Every so often, I get a plea for advertising assistance that I am willing to assist with. Look, I do turn down most of the dodgy ones: selling tickets to Jonah Fisher’s self esteem workshop: Don’t Just Walk Out, for example. Or anything to do with homeopathy, the Builders Warehouse panga sale or celebrity Afrikaans voices for your GPS etc. OK, I might have done that last one. Ahem.
Then came a similar plea from a footballing buddy of mine. He has lived through many different challenges incuding chronic left-footedness and horrendous facial disfigurement, and now that I know him, to give him money isn’t charity: he gives me some knowledge, I buy him some shoes.
Anyway, he’s really hit the nail on the head with this little offering: Yours for a teeny-weeny R80: The unofficial TMOMS T-shirt:
Shown here in red, very-quick-cellphone-pic option. Please note: genuine article may be less pixelated.
Yes, you now have the opportunity to have Chris Maroleng’s infamous request emblazened across your ample chest. Many different shapes, sizes and colours are available. To get yours, simply email [email protected] with your preferred size and he’ll get back to you with the relevant colour options: red, black or bastard white. Mention 6000 miles… and you probably won’t get a discount, but I might get a Peroni next time I see him.
South Africa uses the metric system of measurement. There are two main reasons for this – firstly, to confuse British people, and secondly to make the village of Port Elizabeth seem just a little bit further away from Cape Town. Safety in numbers and all that. But there are disadvantages as well: after all, who wants to read a blog called 9656.064 kilometres from civilisation…? Catchy, it ain’t.
But is size really that important? Popular local supermarket, Pick n Pay, have decided to exploit the fact that no-one in SA knows about feet and inches by introducing their own new version of a footlong roll.
One foot is 30.48cm in anyone else’s language, but Pick n Pay have reduced that by at least six and bit centimetres for their awesome 0.764435696 of a footlong rolls. However, given that the new nomenclature is about as catchy as that kilometre blog thing I mentioned earlier, I can see why they left it as “footlong”, even though it blatantly isn’t.
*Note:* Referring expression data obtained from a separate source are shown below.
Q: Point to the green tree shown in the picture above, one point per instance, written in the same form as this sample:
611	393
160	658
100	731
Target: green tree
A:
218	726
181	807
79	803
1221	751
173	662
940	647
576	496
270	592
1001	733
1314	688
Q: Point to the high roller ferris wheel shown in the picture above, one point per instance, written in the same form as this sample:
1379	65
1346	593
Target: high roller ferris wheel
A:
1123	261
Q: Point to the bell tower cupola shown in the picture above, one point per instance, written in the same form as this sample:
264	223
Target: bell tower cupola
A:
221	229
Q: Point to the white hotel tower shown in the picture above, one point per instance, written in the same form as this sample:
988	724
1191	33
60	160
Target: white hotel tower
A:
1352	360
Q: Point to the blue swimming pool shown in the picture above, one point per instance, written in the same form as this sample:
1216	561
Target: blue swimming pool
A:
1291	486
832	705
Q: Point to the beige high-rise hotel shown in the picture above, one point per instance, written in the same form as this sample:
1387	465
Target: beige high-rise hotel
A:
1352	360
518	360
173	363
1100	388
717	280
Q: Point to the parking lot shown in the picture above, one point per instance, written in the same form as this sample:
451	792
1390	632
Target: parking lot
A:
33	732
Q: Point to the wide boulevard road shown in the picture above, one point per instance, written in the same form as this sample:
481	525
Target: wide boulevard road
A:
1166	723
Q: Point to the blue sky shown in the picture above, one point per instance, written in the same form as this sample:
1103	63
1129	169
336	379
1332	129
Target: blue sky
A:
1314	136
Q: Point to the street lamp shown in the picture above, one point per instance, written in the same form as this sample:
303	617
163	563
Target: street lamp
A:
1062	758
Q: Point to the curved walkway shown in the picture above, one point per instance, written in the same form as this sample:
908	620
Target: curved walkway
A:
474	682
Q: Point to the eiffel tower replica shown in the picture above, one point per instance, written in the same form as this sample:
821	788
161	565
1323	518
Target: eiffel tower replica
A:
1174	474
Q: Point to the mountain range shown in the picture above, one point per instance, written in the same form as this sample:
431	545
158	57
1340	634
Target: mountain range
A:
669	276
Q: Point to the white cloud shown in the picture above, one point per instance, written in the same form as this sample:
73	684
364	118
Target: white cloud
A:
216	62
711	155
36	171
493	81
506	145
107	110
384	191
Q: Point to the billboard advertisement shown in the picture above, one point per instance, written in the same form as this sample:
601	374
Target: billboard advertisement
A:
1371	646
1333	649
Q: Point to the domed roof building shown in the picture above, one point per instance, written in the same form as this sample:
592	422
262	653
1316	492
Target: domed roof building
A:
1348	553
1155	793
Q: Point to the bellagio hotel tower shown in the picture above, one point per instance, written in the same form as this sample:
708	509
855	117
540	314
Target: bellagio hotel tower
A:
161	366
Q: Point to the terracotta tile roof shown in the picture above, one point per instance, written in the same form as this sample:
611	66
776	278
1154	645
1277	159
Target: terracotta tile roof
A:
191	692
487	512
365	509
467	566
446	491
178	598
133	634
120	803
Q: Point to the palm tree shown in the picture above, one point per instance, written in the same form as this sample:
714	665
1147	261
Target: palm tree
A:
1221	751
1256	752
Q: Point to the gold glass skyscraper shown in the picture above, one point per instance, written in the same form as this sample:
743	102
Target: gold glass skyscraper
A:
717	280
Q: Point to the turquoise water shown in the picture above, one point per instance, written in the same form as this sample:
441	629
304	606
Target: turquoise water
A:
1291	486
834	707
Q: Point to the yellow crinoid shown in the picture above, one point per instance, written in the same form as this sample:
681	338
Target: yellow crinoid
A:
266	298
I’m guessing that it was a man that had that idea. I wonder if they do that with their sausages too? (PicknPay, I mean. I know that men do.)
The Daily Maverick’s Phillip de Wet has been following events up in Ventersdorp as the funeral of the controversial AWB leader Eugene Terre’Blanche takes place.
The obvious intensity and gravity of the inflammatory situation there was summed up by his recent tweet:
While this may all be very amusing, since there has (touch wood) been no sign of any violence as yet, it is concerning that as the Highveld moves into winter and the dry season, these excuses for postponement may become fewer and further between.
Or was this a poke at the sensationalist media which is camped out in the NorthWest, desperate for some action to sell some newspapers at whatever cost to the reputation of the country?
Please note that tickets for the Race War will still be valid when it is rescheduled. In the event that ticketholders cannot attend the revised date, a full refund will be offered by the outlet at which you purchased your ticket(s).
Damn. Don’t you hate it when good ideas come along just too late?
This one came to my attention about 7 weeks too late for Valentine’s Day this year, but I can only imagine how overwhelmed Mrs 6000 will be to find that I have arranged her funeral for her as a romantic gift next February.
The brilliant bit about this gift is that once you’ve sorted it all out for the wonderful woman in your life, you will never have to get her another Valentine’s Day gift again – because you definitely won’t be together anymore.
These sort of funny things are always happening on SA TV. Who could forget the unfortunate “Chairman” Nhlanhla Nene incident, for example? But while Mnr Visagie is (sadly) very much a South African entity, live broadcast bloopers can happen to anyone. Even the great Nicky Campbell. Twice.
It’s another embarrassing nail in the coffin of the AWB. Not only are their views disgustingly racist and outdated, their members are a laughing stock. And, as you’ll see, their bodyguards are nervously smiling weedy teenagers. Ooh. Scary.
There’s a meme going around the SA internet at the moment: “Don’t touch me on my studio”, but having reviewed this footage time and time again, it seems to me that the presenter, Chris Maroleng, is actually continually inviting Visagie to touch him on his studio. Thus, thanks to the grainy coverage, only two questions remain: where exactly is the Chris Maroleng’s studio? And why does he want André to touch him on it on live TV?